“Old is the new young.” Is this one of those catchy but, ultimately, meaningless advertising slogans? Far from it. The 60-plus age group is going to be the most important consumer growth market over the next 15 years, generating more than one-third of global consumption growth, according to our new report, “Urban World: The Global Consumers to Watch,” which is free and available on our website. The largest elderly consumer markets today are in developed economies where their number will grow by a third between 2015 and 2030. These consumers will generate 20% of global consumption growth over this period. In comparison, European millennials will contribute less than 2%. Companies that continue to focus their efforts on what they perceive to be the glamorous youth market risk missing out.
Most companies and marketers are well aware that the world is aging, but have they really caught up with the reality of how large a market the 60-plus age group is? In developed economies, they will account for 50% of all urban consumption growth from 2015 to 2030 — $4.4 trillion. In Western Europe and Northeast Asia (Japan and South Korea), these individuals will account for about 60%of urban consumption growth. And the elderly opportunity isn’t just for the health-care sector.
In the United States, they will contribute more than 40% of consumption growth in housing, transport, and entertainment. People over 50 bought over 60% of the new cars sold in the United States in 2010, up from less than 40% in 2001, according to one study. The elderly increasingly want to age in their own homes. A decade ago, U.S. citizens aged 55 and older accounted for less than 33% of all spending on home improvement. By 2011, this share was more than 45%.
The numbers game begs the question: are companies equipped to tap into the purchasing power of these elderly consumers? One CEO in Silicon Valley noted in a conversation with us that tech companies, which have innovated so successfully for the young, have been far less good at understanding the needs and preferences of the elderly — arguably because most people who work in technology start-ups are so young themselves.

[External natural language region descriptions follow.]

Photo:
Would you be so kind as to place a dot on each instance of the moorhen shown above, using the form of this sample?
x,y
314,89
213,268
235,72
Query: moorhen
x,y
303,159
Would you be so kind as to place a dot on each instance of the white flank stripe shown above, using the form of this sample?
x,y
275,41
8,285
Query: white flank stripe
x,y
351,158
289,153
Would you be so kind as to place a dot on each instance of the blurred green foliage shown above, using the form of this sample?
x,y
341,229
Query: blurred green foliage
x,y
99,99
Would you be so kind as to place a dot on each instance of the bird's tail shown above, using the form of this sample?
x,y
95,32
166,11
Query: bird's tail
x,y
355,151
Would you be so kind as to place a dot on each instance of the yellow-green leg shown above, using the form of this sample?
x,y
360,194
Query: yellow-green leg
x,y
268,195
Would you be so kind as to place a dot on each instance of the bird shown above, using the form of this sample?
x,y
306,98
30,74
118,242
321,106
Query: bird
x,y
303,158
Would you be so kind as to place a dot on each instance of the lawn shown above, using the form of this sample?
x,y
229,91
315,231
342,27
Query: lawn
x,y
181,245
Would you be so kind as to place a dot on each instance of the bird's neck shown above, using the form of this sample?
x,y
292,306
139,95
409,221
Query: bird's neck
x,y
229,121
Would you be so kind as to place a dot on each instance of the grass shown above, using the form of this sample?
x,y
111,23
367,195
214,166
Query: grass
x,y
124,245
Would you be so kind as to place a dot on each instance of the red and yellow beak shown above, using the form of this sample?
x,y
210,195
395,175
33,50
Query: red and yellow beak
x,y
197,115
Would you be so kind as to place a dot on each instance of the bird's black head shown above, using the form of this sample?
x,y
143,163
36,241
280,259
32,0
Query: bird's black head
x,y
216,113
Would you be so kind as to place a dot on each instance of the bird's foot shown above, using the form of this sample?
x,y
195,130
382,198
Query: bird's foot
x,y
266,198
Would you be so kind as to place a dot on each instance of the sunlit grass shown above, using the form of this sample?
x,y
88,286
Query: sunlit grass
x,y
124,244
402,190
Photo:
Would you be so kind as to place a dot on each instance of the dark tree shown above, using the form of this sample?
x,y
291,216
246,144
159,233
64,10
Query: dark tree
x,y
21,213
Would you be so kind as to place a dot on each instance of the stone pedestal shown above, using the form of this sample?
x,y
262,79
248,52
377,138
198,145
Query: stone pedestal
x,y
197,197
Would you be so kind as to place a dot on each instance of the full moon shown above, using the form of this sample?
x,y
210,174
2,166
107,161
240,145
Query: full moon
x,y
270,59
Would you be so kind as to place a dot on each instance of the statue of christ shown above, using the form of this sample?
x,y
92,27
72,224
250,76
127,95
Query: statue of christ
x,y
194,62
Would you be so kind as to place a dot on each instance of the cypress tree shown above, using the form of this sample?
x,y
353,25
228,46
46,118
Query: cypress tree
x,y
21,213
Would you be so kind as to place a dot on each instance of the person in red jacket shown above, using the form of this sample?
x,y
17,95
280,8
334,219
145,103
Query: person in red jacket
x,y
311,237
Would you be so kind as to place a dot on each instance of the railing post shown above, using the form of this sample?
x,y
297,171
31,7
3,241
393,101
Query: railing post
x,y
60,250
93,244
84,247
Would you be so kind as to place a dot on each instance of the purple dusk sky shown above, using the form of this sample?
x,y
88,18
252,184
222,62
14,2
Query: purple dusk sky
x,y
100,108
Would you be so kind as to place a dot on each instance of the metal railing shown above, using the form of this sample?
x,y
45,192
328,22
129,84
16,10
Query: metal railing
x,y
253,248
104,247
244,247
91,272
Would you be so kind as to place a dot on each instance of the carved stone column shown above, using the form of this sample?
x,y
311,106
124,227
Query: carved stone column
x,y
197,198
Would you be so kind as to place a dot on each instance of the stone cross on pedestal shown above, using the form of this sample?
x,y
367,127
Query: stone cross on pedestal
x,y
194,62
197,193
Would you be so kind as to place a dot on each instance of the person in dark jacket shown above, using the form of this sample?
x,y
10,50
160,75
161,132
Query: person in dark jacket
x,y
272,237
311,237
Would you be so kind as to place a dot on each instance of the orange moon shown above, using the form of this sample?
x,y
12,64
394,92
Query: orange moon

As baby boomers age, they are likely to change what it means to be an older consumer, and companies need to understand them better, and innovate to meet their needs. One characteristic they need to factor in is that this generation of elderly is likely to be much more tech-savvy than their predecessors. The smartphone penetration rate in the United States is only about 45% for the elderly but is 80% among 35-44 year olds. As these consumers age, the over-60s of 2030 are likely to be quite comfortable with technology and using it at the same rate as younger consumers — but for what, where, and how? The race is on for consumer technology companies searching for the next service or applications, and tailoring them to the older consumer. Is it really necessary to have 50 or so small buttons on remote controls?
There is more companies need to know to get it right. Income inequality in this age group has always been highest among all age groups but is rising. In the United Kingdom, for instance, 40% of this age group has a net worth of less than £250,000 ($352,000), while nearly 25% have a net worth above £600,000 ($844,000).
While many in the 60-plus age group are wealthy, others have not saved sufficiently for retirement. In financial services, high-net-worth elderly consumers are likely to demand estate and legacy planning, while those with less wealth may need to monetize their homes by downsizing, renting out rooms, or taking out reverse mortgages. The elderly may well be the next wave of sharing-economy customers. Companies whose portfolios consist primarily of mid-tier products might have little to offer. They may have to stretch their brands upward or downward, or in both directions.
Another important driver of consumption is when key life choices and events happen — from when people choose to retire to the incidence of divorce. The age at which people retire has a huge impact on their consumption. Despite the trend of people working longer, there is still a very large number of retirees with time on their hands, and that has significant implications for certain consumption categories. Time spent on leisure and sports each day in the United States is expected to increase by 210 million hours by 2030, and the 65-plus age group will account for 195 million of those hours, the equivalent of 24 million full-time jobs. How will they choose to spend their time? Companies need to track their preferences.
No company can afford to ignore the elderly consumer but, to tap into their purchasing power will require not only an understanding of how they think and what they want to buy but also their incomes, the timing of key life events, and the cities in which they live. The companies that do will be more aligned with the demands of their biggest spenders, and, therefore, well placed for profitable growth.
Editor's note: This article originally appeared on June 14, 2016, in Engage:Boomers.
Interesting article, although you lump groups together as either "young" or "elderly" and people between 50 and 65 are neither. Marketers be wary of such limited gross generalizations at your peril. (PS, I'm sure many people older than 65 would scoff at the term elderly. Have you seen Jane Fonda or Susan Sarandon lately?)